According to Mark Rigby, the Londoners’ former captain and current chairman, “the cloud of uncertainty was very black indeed”.
Yet on Monday, five days before the start of their Premiership campaign, Rigby was feeling confident enough to predict a bold new future, including a move to a new, revenue-generating home within the next five years. He also said Wasps would seek to broaden their investor base, rather than rely on one man’s wallet.
The man with the wallet this term is the Irish businessman Derek Richardson, who bought the club from Steve Hayes – not everyone’s cup of tea as a rugby union financier – a few months ago.
“Derek is very realistic about the timescale relating to the things we’re trying to achieve here,” Rigby said. “We need to reach a position of financial sustainability and that means part-owning, at the very least, the stadium in which we play. Without that, you find yourself trying to perform the physical impossibility of pushing water uphill.
“So yes, we’re looking to move in three to five years. We have certainty of tenure at Adams Park [Wasps’ present home on the outskirts of High Wycombe] and it’s an open-ended arrangement. But, ultimately, we can’t develop our business to its fullest extent without offering a first-class match-day experience.
“Now we are on a more secure financial footing – there really is no comparison between where we are now and where we were – we can begin to move towards that.”
There is no clear idea yet as to where Wasps will ultimately base themselves. There have been whispers about a move back into town on a groundshare basis with Brentford, but that would not give the club the ownership rights they crave. And as land in the western reaches of the capital is just a little on the expensive side, even a five-year deadline might prove difficult to hit.
In essence, the multi-Premiership title holders find themselves playing catch-up after the roughest of rough spells. Rigby accepted that mistakes had been made in the recent past, but praised Hayes for the way he had conducted the handover to Richardson. “Steve could have made life very challenging indeed for us,” the chairman remarked. “He didn’t.”

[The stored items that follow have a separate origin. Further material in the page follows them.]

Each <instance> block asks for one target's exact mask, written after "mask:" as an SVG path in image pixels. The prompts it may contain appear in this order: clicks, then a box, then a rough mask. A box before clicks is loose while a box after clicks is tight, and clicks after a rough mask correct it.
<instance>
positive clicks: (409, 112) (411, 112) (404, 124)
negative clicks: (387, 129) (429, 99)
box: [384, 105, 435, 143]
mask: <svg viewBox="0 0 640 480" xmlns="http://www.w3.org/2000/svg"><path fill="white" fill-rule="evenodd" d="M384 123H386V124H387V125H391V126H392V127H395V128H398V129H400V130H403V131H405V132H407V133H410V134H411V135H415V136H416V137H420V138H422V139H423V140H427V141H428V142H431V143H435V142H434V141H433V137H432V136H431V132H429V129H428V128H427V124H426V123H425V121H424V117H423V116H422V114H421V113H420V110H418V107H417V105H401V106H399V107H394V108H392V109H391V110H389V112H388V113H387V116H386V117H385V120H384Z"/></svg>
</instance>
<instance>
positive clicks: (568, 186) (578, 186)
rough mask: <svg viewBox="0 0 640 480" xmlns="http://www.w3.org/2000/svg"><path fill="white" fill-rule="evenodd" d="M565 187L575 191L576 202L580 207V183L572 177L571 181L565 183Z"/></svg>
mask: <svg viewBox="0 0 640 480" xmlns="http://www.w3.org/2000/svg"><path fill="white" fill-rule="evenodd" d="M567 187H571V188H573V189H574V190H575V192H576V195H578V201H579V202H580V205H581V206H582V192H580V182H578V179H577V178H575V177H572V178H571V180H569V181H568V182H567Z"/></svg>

There were two significant developments for Wasps yesterday: a major sponsorship agreement with the City-based property services specialists CVS and the signing of the long-serving Italian Test hooker Carlo Festuccia from the Azzurri franchise Zebre. “We can’t go through a season with only two players in such an important position,” explained Dai Young, the director of rugby, referring to Tom Lindsay and Neil Cochrane. “It’s a great bonus to bring in someone with such experience.”